As part of a broader strategy to expand and diversify the goods and services Kenya sells abroad, the department had targeted to open the same number of offices to facilitate trade as it had done in the previous year ended June 2023.
Some 10 commercial offices were set up in the year ended June 2024.
“The target was not achieved. Consultations are still underway to establish more commercial officers,” the department wrote in a progress report to the National Treasury.
This came in a year when lawmakers demanded the Trade ministry conduct a comprehensive assessment on the qualification and suitability of commercial attachés in foreign countries.
The National Assembly’s Departmental on Trade, Industrialisation and Cooperatives had found that Kenya continued to struggle to find new markets for exports, largely farm produce, despite the commercial offices gobbling up a “huge share” of the ministry’s annual budget for allowances.
“The committee noted that the offices of trade missions are not achieving value for money spent on sustaining them abroad. In addition, a huge share of the budgetary allocation is spent on allowances of the trade attachés,” the committee wrote in a report ahead of the implementation of the 2023-24 budget.
“The offices are consuming resources without generating measurable returns, such as getting new markets for Kenyan exports.”
The Trade department has not disclosed the nature of consultations and whether they are related to demands from lawmakers who are mandated to approve annual budgets for State ministries, departments and agencies.
Kenya’s strategies to diversify export markets away from Europe and the US largely fall short despite concerted marketing campaigns.
Kenya in July 2018, for instance, unveiled the Integrated National Exports Development and Promotion Strategy in a bid to diversify its exports and expand destinations with a key focus on populous Chinese and Indian markets.
The country proceeded to appoint five ambassadors to the two giant Asian economies and tasked them with expanding the market for Kenya’s traditional exports of tea, coffee, cut flowers, vegetables and fruits such as avocados.
This was expected to narrow the goods trade deficit with the two countries that have over the years accounted for about 40 percent of exports into Kenya on average while buying less than two percent of goods with containers going back largely empty.

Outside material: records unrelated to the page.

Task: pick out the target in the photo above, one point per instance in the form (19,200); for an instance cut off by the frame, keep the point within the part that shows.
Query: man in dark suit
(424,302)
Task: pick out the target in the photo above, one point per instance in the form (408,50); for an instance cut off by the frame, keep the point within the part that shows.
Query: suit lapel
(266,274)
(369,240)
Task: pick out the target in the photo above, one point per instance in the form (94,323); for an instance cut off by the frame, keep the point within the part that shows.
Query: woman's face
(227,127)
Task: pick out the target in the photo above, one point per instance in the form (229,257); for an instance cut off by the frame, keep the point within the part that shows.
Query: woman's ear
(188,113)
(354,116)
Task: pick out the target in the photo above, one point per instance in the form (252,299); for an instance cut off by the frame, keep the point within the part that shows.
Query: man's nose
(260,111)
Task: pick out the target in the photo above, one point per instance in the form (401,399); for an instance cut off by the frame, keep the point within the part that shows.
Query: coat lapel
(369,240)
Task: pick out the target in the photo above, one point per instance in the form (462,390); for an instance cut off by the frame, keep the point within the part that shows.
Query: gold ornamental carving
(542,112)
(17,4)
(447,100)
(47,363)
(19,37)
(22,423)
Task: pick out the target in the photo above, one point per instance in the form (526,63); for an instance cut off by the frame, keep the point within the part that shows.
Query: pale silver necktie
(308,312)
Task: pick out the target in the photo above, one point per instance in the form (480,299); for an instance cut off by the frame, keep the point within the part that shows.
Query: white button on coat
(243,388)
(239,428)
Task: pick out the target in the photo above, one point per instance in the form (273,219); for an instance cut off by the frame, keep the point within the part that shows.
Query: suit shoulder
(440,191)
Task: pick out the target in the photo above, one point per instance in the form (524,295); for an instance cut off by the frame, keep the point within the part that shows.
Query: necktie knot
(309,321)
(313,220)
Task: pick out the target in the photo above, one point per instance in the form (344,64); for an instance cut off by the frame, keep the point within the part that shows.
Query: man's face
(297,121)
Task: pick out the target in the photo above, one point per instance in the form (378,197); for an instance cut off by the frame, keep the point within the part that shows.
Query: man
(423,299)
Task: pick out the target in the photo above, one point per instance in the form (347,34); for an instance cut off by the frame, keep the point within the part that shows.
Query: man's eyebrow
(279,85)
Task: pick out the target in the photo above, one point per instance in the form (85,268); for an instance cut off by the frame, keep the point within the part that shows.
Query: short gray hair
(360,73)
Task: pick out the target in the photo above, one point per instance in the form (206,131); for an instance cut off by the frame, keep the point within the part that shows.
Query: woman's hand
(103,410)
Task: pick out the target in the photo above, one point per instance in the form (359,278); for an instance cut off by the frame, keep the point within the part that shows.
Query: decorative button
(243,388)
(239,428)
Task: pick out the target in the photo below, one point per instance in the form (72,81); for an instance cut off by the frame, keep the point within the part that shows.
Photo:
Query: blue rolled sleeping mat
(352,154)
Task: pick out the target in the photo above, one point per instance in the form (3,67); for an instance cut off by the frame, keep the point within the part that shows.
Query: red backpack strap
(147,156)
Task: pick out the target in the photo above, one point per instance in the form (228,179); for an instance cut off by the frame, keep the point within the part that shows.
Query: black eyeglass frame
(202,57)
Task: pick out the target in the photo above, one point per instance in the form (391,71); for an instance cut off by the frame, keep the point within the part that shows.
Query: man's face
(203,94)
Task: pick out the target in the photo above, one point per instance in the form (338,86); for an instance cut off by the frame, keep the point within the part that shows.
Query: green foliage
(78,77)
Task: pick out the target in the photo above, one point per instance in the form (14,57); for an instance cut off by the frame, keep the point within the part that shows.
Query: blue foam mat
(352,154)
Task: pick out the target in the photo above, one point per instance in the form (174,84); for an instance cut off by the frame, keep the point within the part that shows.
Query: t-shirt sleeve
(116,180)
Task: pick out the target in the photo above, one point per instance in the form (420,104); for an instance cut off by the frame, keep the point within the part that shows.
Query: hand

Latest data from Kenya National Bureau of Statistics shows that the goods trade deficit with China, for example, widened to Sh408.45 billion in nine months ended September 20424 from Sh304.24 billion in a similar period a year earlier.
“An assessment should be conducted to determine if there is linkage between the foreign markets and the skills possessed by the attachés stationed abroad,” the committee recommended in its report after the ministry made a presentation on budgetary allocations for the financial year starting July.
“This should be achieved by matching the expertise and capabilities of the attachés with specific demands and requirements of the target markets.”
President William Ruto has in the past pledged to help farmers find new markets abroad for their products in a bid to grow earnings from exports.
“We must turn agriculture into a commercial economic activity,” Dr Ruto said at a past forum. “We should allow our farmers to earn more from their sweat by exploiting new and lucrative markets for them.”